Peter Ambler, the executive director of Giffords (the gun-control group started by former Representative Gabrielle Giffords of Arizona), says that the effectiveness of Clinton’s attacks on Sanders’s record was demonstrated by his decision to integrate gun-control proposals more centrally into his 2020 campaign. “One’s judgment from past votes is certainly fair game, and [immunity for gun manufacturers] has been a pretty damaging law in this country,” Ambler says. “I don’t think his guns record is really an area of strength for Bernie.”

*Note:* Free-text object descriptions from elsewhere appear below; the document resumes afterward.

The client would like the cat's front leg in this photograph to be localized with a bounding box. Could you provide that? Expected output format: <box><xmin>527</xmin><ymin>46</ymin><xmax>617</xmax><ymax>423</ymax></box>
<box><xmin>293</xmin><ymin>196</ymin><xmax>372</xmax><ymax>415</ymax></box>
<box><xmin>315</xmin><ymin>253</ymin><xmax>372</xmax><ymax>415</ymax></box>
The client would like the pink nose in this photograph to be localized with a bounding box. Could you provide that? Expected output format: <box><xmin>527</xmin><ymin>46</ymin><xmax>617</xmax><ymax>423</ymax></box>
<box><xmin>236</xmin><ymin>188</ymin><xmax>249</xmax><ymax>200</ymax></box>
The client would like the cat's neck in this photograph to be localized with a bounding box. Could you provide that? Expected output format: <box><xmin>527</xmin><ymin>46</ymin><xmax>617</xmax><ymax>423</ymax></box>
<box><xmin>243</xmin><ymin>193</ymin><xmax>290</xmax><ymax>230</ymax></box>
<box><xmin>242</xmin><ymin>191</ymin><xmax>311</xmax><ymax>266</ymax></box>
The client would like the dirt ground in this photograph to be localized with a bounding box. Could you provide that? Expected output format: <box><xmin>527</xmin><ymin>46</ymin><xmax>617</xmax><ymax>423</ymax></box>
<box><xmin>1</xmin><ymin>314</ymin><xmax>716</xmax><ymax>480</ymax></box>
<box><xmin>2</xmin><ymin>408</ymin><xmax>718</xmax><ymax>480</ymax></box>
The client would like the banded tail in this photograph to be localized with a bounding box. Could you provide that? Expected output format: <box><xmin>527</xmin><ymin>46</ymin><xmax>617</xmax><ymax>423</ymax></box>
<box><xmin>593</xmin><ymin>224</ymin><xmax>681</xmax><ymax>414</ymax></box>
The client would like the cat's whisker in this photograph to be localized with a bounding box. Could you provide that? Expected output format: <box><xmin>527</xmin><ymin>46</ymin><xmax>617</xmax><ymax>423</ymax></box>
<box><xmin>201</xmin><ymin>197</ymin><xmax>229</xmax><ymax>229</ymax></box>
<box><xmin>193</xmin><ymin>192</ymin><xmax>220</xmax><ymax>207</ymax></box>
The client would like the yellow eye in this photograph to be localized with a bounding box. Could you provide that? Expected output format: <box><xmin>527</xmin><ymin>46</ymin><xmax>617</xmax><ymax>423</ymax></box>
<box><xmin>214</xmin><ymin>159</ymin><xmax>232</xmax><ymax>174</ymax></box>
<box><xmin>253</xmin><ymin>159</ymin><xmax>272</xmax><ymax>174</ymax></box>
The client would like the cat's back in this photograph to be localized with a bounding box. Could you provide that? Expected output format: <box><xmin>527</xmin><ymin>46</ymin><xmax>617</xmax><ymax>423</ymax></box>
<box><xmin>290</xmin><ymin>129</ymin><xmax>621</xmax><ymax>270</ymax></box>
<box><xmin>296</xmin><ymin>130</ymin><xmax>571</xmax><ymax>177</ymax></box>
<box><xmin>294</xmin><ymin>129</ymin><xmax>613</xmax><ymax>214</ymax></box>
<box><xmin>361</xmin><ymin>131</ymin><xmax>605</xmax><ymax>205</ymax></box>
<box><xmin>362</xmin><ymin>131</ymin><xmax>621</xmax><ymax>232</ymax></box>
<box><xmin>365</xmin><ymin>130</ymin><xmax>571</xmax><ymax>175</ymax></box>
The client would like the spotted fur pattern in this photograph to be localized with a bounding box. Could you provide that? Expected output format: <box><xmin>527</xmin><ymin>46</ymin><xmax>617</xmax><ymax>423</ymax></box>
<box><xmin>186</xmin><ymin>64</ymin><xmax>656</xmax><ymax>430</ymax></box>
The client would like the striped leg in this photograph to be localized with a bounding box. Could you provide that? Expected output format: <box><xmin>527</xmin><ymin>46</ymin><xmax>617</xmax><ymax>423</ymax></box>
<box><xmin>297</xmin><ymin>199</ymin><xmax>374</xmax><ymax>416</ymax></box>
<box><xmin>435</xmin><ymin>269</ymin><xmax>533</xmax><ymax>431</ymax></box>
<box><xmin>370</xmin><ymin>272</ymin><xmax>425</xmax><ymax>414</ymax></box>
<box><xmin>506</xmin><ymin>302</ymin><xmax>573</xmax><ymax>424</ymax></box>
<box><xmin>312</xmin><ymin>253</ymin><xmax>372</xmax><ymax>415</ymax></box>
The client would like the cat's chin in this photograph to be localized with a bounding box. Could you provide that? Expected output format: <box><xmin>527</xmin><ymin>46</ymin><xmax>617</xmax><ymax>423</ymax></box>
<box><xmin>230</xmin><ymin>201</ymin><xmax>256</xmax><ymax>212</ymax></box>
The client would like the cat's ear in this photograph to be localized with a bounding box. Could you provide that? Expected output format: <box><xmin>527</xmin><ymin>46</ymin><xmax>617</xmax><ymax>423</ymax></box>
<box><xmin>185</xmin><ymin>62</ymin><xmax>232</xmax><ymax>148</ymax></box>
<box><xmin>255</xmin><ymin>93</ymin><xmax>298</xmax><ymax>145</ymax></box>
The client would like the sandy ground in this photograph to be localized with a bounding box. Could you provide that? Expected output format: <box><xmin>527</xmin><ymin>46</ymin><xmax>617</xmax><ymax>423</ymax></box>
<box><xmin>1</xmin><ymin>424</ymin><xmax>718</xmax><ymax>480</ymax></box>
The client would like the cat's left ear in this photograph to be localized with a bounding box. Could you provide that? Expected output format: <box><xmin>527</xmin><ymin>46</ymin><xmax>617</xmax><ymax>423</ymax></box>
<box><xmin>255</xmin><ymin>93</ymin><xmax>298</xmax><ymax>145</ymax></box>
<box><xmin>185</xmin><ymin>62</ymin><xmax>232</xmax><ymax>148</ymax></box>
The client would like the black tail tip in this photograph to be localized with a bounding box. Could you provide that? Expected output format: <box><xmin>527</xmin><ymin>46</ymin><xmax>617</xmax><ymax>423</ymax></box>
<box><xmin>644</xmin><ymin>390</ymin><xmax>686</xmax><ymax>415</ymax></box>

Biden, who is fighting for his political life in South Carolina, has been the most aggressive in going after Sanders for his gun-rights votes. Twice Tuesday night, he came close to saying that the senator had blood on his hands. “I’m not saying he’s responsible for the nine deaths ...” Biden began at one point, referring to the 2015 massacre at Charleston’s Mother Emanuel church, across the street from where the candidates were debating.
Yet the Democrat best positioned to take advantage of Sanders’s vulnerability on guns is Bloomberg, who made the issue his top national priority during his second and third terms as mayor of New York, and as one of the country’s biggest-spending political donors in the years since. Bloomberg has both the money and the imperative to blanket the airwaves with negative ads about Sanders, but so far he has chosen to spend more than half a billion dollars solely on touting his own record and bashing Donald Trump.
Like Clinton’s four years ago, Bloomberg’s critique of Sanders has been limited to digital ads and interviews, and with Super Tuesday less than a week away, that won’t nearly be enough, strategists said.
“We’re past the time where you can count on a tweet and a meme about Sanders’s record on guns as doing enough to slow down his march to the nomination,” the former Clinton official told me. “If you want to stop Bernie Sanders from being the nominee, you need to run a significant advertising campaign, and one of Sanders’s biggest vulnerabilities is his longtime record on the wrong side of gun violence.”